Quando è uscita questa tecnologia per l'uso sconsiderato, ho pensato (ingenuamente) che le persone non l'avrebbero accettato. Un conto è inserire nel corpo un agente che sollecita in qualche modo il mio sistema immunitario a reagire, ben altro è inserirne uno che "fornisce istruzioni" alle mie cellule di cui (alla pari di un APP) non so bene alla fine quale sarà il risultato. Non solo perché non è stato adeguatamente sperimentato, ma perché il numero potenziale di implicazioni "spiacevoli" va ben oltre l'immaginario che l'azione di un normale farmaco induce a credere o pensare. Offrire il braccio per modellare anche solo temporaneamente il comportamento cellulare, senza sapere bene cosa devo aspettarmi e poi procedere con la censura sistematica di qualsiasi "effetto avverso" non è solo avventato, sciocco, criminale o qualsiasi termine del genere vi venga in mante... Ma apre il fianco della sicurezza sociale, civile e militare a infinite e incontrollabili evoluzioni future che potranno colpire chiunque, in qualunque momento, su qualunque scala e a prescindere dalla prevenzione messa in atto con limiti che sono propri solo della fantasia.

Non ho parole per descrivere il disastro.

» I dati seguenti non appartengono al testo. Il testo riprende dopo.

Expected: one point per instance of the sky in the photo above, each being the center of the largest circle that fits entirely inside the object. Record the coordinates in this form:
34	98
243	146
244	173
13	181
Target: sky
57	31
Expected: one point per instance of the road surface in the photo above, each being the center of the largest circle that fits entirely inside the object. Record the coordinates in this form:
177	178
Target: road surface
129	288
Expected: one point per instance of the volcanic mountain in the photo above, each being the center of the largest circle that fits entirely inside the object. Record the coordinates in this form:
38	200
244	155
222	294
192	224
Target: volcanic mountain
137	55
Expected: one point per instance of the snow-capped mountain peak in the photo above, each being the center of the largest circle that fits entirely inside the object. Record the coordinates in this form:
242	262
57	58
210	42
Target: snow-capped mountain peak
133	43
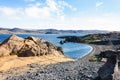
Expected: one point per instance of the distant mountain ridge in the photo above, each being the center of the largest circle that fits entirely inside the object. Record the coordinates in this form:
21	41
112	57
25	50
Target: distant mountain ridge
47	31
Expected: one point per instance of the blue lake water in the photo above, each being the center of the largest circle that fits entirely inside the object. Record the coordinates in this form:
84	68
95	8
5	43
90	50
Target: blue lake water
73	50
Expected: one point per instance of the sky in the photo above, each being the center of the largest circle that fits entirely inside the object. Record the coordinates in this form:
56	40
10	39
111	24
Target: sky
61	14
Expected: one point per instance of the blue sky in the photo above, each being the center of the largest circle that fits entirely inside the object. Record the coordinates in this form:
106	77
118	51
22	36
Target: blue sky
60	14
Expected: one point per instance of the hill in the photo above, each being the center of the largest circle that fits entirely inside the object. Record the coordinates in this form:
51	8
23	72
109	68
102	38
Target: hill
48	31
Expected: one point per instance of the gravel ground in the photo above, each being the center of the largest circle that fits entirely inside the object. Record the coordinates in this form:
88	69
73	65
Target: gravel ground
80	69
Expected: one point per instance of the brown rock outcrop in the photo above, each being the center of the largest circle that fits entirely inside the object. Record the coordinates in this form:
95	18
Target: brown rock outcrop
110	71
30	46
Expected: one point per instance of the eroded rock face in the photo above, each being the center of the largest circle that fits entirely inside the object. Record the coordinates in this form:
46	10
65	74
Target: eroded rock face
110	71
30	46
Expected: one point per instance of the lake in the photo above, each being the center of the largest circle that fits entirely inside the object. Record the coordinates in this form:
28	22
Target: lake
73	50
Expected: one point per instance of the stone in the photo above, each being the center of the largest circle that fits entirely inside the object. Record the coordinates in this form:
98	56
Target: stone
110	71
30	46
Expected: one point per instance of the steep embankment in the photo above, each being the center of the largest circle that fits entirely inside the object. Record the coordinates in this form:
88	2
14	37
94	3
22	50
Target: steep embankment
18	52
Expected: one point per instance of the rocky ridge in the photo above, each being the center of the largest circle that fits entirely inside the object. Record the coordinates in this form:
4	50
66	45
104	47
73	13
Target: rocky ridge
30	46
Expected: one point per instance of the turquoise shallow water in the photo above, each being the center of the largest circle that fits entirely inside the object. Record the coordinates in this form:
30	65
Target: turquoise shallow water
73	50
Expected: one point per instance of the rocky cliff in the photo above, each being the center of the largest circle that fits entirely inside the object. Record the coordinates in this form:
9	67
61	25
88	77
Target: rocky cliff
30	46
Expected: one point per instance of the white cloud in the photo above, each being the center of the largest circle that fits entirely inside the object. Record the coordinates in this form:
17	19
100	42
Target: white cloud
98	4
29	0
48	9
7	11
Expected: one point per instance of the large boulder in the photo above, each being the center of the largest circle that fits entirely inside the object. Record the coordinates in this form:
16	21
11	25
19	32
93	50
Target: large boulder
110	71
30	46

Lo contemplo ma è come stare davanti a un onda alta come tutto il cielo che sta per chiudersi sull'umanità e vedere che il mio prossimo gioca con il secchiello e la paletta, discutendo su come dovrà essere il suo prossimo castello.

Che se è un rifugio anti-atomico, con tutti i comfort che un mega-pluri-miliardario può permettersi, allora forse iniziamo ad avere contezza di cosa stiamo considerando.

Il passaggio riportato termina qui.